Some had begun to expect what was coming when the animals’ behavior had begun to change so dramatically.  Ravens had darkened the skies over most of the cities.  The prides of mountain lions had baffled the scientists while parents forbid their children to play outdoors.  The wolves had fled most of the continent in the course of the year leading up to it, all gathering west of the Rockies in eager anticipation.  Coyotes had been systematically raiding groceries stores, even in the cities.

Then it hit.  Portland sank.  Seattle slid.  Vancouver washed away.  No one knew why the diseases that followed seemed to be so selective.  Slowly but surely, the ones who weren’t singing would catch fever, their skin erupt with the pox.  It would happen so fast.  Most still couldn’t hear it, but when you asked them, they said they were just singing along.  Singing the same song as the mountains.  No one even tried to put the fires out.

The herds followed the fires.  And while so much of the rest of the planet had turned to dust and desert, the rain fell here more than ever.  Fire.  Rain.  Grass.  Elk.  Pronghorn.  Caribou.  Grizzlies.  Packs of Grizzlies.
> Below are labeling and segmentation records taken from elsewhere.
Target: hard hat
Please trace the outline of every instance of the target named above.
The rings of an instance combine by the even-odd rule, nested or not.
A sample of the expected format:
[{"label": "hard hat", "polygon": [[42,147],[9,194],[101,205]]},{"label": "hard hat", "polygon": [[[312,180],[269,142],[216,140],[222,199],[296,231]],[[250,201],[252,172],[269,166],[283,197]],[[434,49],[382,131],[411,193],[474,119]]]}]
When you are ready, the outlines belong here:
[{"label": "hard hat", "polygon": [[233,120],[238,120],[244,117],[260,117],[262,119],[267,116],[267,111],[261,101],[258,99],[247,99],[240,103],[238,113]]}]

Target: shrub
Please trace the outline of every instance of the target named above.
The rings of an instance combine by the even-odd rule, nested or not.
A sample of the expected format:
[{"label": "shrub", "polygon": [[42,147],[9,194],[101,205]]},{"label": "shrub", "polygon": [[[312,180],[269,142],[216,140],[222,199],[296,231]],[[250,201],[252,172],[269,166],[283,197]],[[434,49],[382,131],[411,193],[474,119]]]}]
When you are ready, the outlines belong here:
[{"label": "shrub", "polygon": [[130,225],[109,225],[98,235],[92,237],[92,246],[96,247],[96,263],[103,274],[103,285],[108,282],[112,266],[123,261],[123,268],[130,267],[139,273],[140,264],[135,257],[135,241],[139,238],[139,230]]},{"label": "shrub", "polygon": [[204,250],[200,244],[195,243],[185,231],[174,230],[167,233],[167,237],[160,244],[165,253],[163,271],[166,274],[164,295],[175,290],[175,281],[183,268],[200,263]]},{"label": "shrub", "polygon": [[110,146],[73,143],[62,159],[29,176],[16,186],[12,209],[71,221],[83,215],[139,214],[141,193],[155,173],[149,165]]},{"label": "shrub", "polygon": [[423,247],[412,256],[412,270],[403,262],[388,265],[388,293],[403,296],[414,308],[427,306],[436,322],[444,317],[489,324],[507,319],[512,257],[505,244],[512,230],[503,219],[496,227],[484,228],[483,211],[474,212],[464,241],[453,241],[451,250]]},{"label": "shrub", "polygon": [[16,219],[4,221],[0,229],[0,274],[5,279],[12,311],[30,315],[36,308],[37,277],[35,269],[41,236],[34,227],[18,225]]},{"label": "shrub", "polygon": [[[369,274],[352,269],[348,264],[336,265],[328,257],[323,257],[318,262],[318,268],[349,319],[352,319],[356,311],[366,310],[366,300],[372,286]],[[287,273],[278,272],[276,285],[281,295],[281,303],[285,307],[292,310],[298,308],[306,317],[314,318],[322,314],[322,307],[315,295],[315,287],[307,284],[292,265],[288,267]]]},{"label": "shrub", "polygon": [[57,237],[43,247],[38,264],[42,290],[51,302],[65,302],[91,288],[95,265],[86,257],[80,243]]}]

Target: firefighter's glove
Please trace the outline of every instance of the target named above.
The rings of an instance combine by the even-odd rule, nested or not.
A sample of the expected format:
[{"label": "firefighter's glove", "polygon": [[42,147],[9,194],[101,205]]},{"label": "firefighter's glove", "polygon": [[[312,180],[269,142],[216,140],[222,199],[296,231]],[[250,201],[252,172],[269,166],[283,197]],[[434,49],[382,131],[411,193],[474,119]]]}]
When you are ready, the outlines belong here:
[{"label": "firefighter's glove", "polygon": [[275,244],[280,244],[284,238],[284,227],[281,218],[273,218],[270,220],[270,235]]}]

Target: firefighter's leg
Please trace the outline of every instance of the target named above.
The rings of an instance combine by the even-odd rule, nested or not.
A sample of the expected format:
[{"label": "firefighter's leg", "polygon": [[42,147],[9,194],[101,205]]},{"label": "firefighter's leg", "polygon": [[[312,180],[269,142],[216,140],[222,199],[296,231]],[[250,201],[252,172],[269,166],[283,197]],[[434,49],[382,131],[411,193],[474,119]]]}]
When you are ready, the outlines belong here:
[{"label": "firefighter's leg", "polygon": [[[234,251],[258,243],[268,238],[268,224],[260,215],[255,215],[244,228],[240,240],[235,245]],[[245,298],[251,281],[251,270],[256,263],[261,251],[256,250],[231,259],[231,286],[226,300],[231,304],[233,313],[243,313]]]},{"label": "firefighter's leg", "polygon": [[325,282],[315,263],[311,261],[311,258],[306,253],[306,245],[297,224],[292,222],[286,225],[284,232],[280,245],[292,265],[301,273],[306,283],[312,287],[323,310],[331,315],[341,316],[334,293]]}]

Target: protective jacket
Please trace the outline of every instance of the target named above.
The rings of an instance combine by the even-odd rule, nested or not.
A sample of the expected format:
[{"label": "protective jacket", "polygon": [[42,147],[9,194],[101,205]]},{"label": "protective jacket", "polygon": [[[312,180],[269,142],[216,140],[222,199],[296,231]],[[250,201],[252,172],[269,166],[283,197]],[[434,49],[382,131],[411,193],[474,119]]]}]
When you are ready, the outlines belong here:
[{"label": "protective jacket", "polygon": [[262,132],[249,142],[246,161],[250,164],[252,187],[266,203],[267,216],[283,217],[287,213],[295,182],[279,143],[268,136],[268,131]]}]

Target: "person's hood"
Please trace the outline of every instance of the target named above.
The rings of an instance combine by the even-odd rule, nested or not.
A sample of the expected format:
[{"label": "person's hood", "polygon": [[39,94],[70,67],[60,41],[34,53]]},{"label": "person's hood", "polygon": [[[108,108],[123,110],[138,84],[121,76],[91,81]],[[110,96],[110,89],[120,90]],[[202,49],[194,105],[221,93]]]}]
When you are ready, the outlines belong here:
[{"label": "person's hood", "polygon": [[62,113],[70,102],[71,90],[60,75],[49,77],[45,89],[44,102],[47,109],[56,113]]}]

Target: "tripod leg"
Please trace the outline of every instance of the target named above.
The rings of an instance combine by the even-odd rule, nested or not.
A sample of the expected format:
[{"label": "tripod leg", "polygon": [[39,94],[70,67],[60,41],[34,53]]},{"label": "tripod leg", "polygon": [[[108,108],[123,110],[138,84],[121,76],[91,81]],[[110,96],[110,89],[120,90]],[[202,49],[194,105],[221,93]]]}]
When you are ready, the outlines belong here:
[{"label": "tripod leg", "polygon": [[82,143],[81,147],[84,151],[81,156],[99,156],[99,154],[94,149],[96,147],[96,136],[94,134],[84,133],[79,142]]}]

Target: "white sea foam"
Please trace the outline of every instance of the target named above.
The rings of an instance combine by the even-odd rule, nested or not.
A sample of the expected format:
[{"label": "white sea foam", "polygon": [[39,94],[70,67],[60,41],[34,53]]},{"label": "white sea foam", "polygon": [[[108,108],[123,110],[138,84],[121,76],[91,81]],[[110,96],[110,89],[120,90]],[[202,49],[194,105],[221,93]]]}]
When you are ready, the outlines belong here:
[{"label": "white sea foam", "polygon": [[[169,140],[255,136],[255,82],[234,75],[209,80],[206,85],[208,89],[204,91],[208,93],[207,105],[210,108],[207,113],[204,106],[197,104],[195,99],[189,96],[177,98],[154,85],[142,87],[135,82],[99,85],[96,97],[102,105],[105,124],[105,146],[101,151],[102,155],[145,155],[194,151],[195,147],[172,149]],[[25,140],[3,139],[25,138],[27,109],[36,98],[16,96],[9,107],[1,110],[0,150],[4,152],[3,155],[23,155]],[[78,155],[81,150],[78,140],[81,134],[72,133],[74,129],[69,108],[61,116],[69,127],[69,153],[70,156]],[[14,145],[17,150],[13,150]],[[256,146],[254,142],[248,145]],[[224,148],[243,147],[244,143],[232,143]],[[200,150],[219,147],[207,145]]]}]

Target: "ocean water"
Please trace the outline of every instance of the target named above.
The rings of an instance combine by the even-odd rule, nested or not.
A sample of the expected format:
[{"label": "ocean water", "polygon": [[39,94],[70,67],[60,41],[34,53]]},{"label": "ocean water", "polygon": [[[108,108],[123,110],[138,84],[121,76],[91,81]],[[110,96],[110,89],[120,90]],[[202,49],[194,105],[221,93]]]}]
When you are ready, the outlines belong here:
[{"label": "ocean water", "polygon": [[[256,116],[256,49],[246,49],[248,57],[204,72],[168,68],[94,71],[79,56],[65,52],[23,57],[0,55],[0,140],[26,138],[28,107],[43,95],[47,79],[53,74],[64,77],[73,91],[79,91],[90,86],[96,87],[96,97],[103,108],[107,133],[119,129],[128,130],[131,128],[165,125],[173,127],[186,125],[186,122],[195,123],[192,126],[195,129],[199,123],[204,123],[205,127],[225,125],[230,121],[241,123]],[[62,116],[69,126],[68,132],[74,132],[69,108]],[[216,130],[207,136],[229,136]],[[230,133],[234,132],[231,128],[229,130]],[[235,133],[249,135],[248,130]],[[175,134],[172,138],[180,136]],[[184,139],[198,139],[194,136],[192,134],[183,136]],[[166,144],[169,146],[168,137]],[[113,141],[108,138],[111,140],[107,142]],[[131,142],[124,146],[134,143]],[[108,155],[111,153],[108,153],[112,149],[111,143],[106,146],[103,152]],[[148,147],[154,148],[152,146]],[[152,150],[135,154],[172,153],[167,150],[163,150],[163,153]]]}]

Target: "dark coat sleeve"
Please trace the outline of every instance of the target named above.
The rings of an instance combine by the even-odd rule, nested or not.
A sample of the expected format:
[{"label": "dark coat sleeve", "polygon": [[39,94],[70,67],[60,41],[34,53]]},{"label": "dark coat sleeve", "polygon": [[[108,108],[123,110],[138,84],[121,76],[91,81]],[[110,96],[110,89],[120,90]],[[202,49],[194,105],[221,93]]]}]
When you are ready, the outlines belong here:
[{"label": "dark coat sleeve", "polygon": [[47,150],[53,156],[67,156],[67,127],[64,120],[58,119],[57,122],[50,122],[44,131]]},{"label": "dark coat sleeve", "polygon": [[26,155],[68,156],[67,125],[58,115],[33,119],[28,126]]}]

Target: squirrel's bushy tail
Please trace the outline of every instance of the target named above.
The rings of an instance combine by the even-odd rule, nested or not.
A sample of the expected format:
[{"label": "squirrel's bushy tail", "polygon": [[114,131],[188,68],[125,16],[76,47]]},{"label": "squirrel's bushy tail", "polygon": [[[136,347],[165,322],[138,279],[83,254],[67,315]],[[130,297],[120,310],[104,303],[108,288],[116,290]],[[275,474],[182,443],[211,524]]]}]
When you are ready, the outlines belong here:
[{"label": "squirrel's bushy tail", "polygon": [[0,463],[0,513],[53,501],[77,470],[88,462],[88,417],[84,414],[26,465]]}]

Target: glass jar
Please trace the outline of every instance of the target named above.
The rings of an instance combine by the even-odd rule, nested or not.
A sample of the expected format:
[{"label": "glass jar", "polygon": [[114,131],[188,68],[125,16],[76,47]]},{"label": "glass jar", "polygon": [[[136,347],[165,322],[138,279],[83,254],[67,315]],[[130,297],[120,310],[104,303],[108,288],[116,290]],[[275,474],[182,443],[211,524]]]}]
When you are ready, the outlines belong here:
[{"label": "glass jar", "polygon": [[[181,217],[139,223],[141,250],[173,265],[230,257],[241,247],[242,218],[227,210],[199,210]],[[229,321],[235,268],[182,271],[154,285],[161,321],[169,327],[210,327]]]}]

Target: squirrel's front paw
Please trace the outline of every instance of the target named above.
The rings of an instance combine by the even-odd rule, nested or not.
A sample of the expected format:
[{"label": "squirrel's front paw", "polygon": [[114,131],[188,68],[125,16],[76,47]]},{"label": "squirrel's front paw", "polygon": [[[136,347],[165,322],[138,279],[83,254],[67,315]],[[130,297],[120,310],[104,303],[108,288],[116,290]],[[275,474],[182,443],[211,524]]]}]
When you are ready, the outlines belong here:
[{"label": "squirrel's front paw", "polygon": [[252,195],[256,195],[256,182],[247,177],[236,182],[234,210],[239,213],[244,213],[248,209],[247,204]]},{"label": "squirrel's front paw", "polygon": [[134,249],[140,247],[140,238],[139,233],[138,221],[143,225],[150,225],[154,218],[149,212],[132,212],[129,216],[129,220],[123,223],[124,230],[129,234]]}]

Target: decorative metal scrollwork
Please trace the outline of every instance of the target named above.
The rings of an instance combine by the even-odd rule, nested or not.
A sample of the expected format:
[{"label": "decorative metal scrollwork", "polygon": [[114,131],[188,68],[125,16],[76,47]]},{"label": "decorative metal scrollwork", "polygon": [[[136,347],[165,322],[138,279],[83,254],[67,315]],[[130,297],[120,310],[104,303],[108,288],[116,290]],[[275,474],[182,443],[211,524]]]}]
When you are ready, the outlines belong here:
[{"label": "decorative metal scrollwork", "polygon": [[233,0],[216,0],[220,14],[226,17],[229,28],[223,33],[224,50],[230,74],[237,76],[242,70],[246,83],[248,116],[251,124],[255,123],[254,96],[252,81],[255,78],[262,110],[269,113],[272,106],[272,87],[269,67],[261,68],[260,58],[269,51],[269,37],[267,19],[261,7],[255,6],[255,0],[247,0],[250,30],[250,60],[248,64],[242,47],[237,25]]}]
The beaver made short work of the creeks.  And the rivers boiled.  No.  That was just the salmon.  No one had even seen a Coho in 30 years.  But then there they were.  A few people had died trying to catch the June Hogs at Celilo.  Sockeye filled the high mountain lakes.  And eventually trees sprouted again.  Some not seen since the Pleistocene.

People ate, and argued about what “the State” was.  They argued in Lingít.  Xaat Kíl, Secwepemctísn. Nsyilxcen.  Ichishkíin Sɨ́nwit.  Klamath.  Karuk.  And some crazy old men told jokes in Irish.